On 24 February 2025, Johnson & Johnson (J&J) and Janssen Biotech filed a complaint in the US District Court for the District of New Jersey alleging that Samsung Bioepis has breached a settlement and licence agreement entered in July 2023 (announced in November 2023), permitting Samsung Bioepis to launch Pyzchiva® (SB17) (ustekinumab), biosimilar to J&J/Janssen’s Stelara®, in the US from 22 February 2025.  The settlement agreement resolved pending US patent litigation between the companies at the time it was signed.

The complaint, filed the same day on which the US launch of Pyzchiva® was announced, claims that Samsung Bioepis has entered into an unauthorised sublicence with a private label provider.  While the private label provider has not been publicly identified, it is described in J&J’s complaint as a member of a vertically integrated health conglomerate that includes a health insurer, health care provider, pharmacy chain and pharmacy benefits manager (PBM).  According to J&J, the 2023 settlement agreement did not permit Samsung Bioepis to authorise the private label provider to launch in the US an additional, private label version of Pyzchiva®.

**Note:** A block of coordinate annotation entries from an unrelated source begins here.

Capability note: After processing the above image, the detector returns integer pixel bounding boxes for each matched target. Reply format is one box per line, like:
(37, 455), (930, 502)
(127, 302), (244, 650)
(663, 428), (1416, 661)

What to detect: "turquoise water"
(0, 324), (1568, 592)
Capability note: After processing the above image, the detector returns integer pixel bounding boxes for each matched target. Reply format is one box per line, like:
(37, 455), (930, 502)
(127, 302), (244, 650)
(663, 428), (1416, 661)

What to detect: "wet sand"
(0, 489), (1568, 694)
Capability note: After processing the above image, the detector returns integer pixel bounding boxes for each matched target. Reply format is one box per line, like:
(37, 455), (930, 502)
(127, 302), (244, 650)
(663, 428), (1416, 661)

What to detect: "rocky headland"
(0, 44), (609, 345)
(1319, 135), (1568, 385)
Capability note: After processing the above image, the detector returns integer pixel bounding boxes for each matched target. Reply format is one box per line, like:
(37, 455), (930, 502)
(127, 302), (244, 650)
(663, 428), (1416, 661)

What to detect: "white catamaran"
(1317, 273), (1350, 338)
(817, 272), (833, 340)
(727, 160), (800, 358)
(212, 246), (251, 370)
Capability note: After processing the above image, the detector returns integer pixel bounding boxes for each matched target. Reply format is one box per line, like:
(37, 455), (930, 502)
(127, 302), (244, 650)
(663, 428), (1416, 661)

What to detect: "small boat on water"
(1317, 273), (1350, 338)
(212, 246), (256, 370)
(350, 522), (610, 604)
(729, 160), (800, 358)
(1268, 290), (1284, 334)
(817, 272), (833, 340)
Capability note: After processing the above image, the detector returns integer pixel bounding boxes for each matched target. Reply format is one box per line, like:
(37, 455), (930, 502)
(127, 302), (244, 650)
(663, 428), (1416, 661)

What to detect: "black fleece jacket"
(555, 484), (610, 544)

J&J is seeking a preliminary injunction preventing US sales of the private label version of Samsung Bioepis’ ustekinumab biosimilar and compensatory damages “in an amount to be determined at trial”.  Samsung Bioepis has not yet filed a defence.

Pyzchiva® was approved by the US FDA in July 2024 for multiple indications, including moderate to severe plaque psoriasis, active psoriatic arthritis and moderately to severely active Crohn’s disease and ulcerative colitis.  It is commercialised in the US (and Europe and Canada) by Sandoz pursuant to a deal entered into in September 2023 between Sandoz and Samsung Bioepis.

J&J has previously entered into ustekinumab settlement agreements with Amgen (which launched its biosimilar, Wezlana®, in early January 2025 through Optum Health Solution’s private label subsidiary Nuvaila), Alvotech and Teva (Selarsdi® launched on 21 February 2025), Biocon (Yesintek™ launched on 24 February 2025), Celltrion (US licence date of 7 March 2025) and Fresenius Kabi and Formycon (US licence date no later than 15 April 2025).

Janssen and Samsung Bioepis remain in patent infringement litigation in Australia, with the trial scheduled in June 2025.  In October 2024, the Canadian Federal Court dismissed a motion by Janssen to add an infringement counterclaim in proceedings brought by Samsung Bioepis to invalidate one of Janssen’s Canadian patents covering ustekinumab.